¿Cuándo es el momento en el que la repetición de una metáfora pierde esa fuerza ejemplificadora que parecía una genialidad irremplazable cuando apareció por primera vez? Y una pregunta más: ¿El hecho de que esa metáfora ya no tenga ese poder de subyugar a todos por su originalidad es suficiente para ya no usarla o, peor aún, para creer que ya no sirve o que no es correcta?
La Argentina es un país tan difícil de explicar (tanto más cuando uno intenta hacerlo frente a un extranjero) que el recurso de echar mano a metáforas se ha convertido en una especie de competencia para ver quien encuentra el paralelo más original en un ejemplo que reproduzca las originalidades nacionales.
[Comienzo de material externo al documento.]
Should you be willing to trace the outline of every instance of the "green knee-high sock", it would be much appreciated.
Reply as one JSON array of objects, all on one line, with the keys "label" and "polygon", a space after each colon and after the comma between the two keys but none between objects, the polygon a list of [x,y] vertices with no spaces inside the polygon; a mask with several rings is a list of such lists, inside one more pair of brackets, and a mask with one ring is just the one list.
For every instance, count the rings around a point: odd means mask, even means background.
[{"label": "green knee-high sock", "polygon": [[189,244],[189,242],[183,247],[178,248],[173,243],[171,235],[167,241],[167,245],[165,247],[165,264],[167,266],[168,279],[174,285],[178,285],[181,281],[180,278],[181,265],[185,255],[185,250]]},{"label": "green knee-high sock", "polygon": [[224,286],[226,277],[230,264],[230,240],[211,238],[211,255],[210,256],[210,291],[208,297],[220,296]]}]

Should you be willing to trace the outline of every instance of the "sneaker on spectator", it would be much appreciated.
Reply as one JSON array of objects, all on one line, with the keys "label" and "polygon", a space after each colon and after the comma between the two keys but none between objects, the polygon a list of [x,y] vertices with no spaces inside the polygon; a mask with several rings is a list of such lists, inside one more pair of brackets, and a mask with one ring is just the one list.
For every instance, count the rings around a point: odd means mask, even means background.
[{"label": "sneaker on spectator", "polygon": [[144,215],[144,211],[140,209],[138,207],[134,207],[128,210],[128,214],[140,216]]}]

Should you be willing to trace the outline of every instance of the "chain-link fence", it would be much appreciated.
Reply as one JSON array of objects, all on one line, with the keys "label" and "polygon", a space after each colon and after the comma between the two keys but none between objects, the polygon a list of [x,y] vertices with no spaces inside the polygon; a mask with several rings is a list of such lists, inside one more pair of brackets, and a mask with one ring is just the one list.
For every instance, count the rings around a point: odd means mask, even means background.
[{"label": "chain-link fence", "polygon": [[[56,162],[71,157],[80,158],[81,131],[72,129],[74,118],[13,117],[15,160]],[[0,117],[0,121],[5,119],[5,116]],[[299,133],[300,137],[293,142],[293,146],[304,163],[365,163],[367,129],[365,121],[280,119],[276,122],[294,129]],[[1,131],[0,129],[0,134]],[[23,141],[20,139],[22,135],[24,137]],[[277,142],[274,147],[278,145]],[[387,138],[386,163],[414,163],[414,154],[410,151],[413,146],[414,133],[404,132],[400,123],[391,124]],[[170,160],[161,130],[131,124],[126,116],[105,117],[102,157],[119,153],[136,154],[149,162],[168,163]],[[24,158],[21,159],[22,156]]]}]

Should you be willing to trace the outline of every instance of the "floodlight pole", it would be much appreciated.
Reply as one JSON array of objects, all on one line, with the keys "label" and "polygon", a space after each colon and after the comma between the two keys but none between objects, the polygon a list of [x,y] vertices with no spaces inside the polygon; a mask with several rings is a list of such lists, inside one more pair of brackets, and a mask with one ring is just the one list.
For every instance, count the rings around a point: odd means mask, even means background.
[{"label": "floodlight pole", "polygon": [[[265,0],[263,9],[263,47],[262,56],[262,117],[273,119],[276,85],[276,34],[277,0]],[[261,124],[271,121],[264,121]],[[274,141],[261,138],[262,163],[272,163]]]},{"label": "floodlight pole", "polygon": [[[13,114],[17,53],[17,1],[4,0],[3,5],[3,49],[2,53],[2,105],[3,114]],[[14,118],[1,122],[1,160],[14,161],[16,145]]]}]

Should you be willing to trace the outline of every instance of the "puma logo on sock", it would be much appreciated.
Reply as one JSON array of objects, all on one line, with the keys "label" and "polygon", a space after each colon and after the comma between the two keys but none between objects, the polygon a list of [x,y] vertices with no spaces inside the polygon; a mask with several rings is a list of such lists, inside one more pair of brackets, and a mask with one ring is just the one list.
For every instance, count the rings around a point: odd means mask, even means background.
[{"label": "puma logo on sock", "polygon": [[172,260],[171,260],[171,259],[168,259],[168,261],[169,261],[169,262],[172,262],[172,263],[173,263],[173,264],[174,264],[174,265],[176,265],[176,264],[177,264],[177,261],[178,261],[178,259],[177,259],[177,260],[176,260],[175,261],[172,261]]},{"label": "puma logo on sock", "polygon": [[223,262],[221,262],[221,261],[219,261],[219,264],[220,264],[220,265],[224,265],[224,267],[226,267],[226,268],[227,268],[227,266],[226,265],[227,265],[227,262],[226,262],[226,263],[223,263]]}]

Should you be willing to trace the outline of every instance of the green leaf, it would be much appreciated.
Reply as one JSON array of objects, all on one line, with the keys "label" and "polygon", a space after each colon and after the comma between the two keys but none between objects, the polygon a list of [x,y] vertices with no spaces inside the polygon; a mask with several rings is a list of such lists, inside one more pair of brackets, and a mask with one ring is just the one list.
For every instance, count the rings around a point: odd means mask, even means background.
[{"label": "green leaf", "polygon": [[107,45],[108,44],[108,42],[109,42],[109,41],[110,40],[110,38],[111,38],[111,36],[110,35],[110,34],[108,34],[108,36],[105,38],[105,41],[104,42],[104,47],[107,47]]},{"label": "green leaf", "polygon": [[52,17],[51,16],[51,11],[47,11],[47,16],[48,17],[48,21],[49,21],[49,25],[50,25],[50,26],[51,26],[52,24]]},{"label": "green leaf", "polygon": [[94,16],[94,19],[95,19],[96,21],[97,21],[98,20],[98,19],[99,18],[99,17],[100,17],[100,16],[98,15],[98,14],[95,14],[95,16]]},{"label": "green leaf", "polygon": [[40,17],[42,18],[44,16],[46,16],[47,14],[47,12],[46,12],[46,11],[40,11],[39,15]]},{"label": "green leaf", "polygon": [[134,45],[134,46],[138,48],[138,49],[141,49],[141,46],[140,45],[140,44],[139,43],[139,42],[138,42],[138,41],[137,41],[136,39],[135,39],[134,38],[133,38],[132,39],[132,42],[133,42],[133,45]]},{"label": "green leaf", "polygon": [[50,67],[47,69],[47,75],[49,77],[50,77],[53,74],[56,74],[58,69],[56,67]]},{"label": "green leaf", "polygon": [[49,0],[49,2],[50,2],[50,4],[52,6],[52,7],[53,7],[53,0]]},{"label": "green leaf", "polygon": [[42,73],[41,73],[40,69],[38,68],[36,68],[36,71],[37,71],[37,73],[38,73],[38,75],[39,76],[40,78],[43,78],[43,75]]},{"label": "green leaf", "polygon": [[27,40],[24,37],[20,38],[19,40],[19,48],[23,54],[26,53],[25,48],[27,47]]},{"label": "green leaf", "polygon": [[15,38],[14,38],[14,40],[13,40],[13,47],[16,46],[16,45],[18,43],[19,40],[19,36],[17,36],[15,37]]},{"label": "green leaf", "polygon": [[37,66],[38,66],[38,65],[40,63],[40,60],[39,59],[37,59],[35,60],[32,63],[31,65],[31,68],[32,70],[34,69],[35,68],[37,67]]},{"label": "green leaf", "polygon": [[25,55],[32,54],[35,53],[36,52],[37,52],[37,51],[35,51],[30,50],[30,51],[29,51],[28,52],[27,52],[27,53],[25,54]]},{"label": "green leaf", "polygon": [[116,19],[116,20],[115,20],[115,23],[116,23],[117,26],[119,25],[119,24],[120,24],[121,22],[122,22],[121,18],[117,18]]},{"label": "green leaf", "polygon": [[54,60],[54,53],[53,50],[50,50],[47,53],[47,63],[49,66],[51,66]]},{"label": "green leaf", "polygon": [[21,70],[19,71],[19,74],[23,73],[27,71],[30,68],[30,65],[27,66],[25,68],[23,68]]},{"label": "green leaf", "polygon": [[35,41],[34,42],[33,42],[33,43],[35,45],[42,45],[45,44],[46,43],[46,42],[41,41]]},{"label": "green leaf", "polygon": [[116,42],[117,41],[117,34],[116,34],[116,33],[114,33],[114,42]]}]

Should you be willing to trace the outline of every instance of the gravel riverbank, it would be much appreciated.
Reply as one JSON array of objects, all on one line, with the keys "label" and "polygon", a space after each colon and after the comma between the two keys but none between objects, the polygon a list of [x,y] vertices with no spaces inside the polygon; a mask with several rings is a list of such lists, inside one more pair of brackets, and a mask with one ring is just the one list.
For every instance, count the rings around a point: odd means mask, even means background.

Dentro de esas metáforas, la del drogadicto o el alcohólico que, privado de su vicio, experimenta efectos durísimos y muy dolorosos en medio de las explosiones de la abstinencia, ha sido sin dudas uno de los más logrados para ejemplificar una vida inflada de mentiras que, alimentada por un veneno continuo, no solo se acostumbró a sus efectos, sino que terminó por hacerle creer a la víctima que esa era la verdad de la existencia.
Precisamente, cuando los anabólicos se retiran, el retorcimiento psicológico y físico que supone el descubrir la verdad verdadera produce -paradójicamente en los primeros tiempos de ese choque- efectos aun peores que los que el dopado sentía cuando se drogaba.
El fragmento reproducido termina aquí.